Related Work & Insights¶
- VL reasoning datasets: ViRL (39K visual reasoning samples), OpenThoughts3 (text reasoning data), ShareGPT4V (image caption data) → HoneyBee integrates and extends these sources, representing the first systematic study of mixing strategies.
- CoT distillation: Using strong models (GPT-4, Llama-4) to generate CoT for training weaker models, as adopted in NovaStar, Vision-G1, and related work → HoneyBee further investigates CoT diversity and the effect of caption augmentation.
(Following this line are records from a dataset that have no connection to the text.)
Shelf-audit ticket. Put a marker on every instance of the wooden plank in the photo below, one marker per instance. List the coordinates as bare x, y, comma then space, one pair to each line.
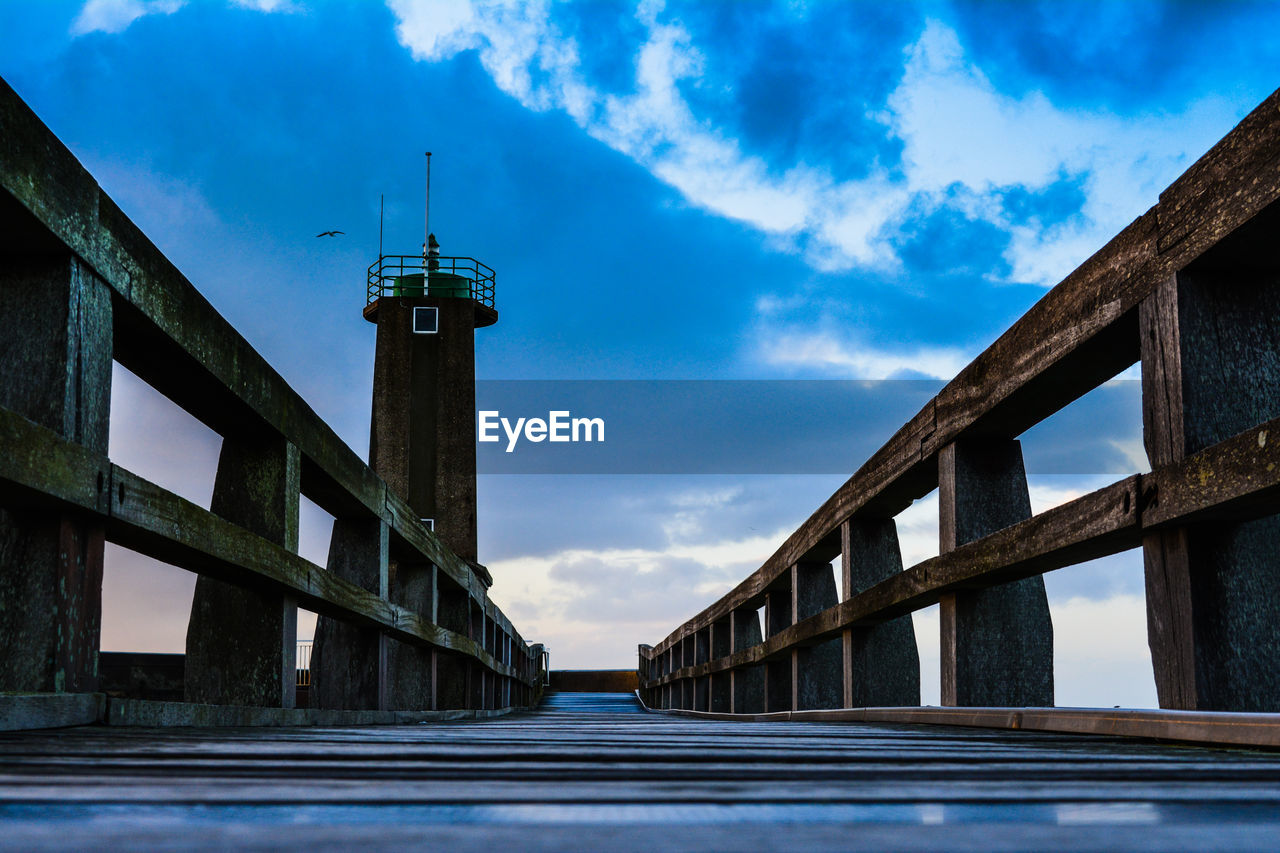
1211, 366
56, 351
241, 642
1097, 524
151, 714
882, 662
348, 662
154, 521
997, 643
26, 711
1079, 334
1230, 183
818, 669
- Test-Time Scaling (TTS): Best-of-N sampling, majority voting, process reward models, etc. → HoneyBee proposes an early-stopping strategy to reduce cost.
- Data recipe research: Scaling Data-Constrained LLMs (text domain), DataComp (multimodal pretraining) → HoneyBee extends data recipe research to the VL reasoning fine-tuning stage.
Rating¶
- Novelty: ⭐⭐⭐⭐ — First systematic study of VL reasoning data construction principles; the three-dimensional analysis framework is clear and the experimental design is rigorous.
- Experimental Thoroughness: ⭐⭐⭐⭐⭐ — 10 benchmarks, three model scales, extensive ablation studies, and well-controlled variable design.
- Writing Quality: ⭐⭐⭐⭐ — Clear structure, well-distilled insights, and substantive 32-page content.
- Value: ⭐⭐⭐⭐⭐ — Strong methodological contribution to data construction; the 2.5M open-source dataset offers high practical utility and directly informs VLM reasoning research.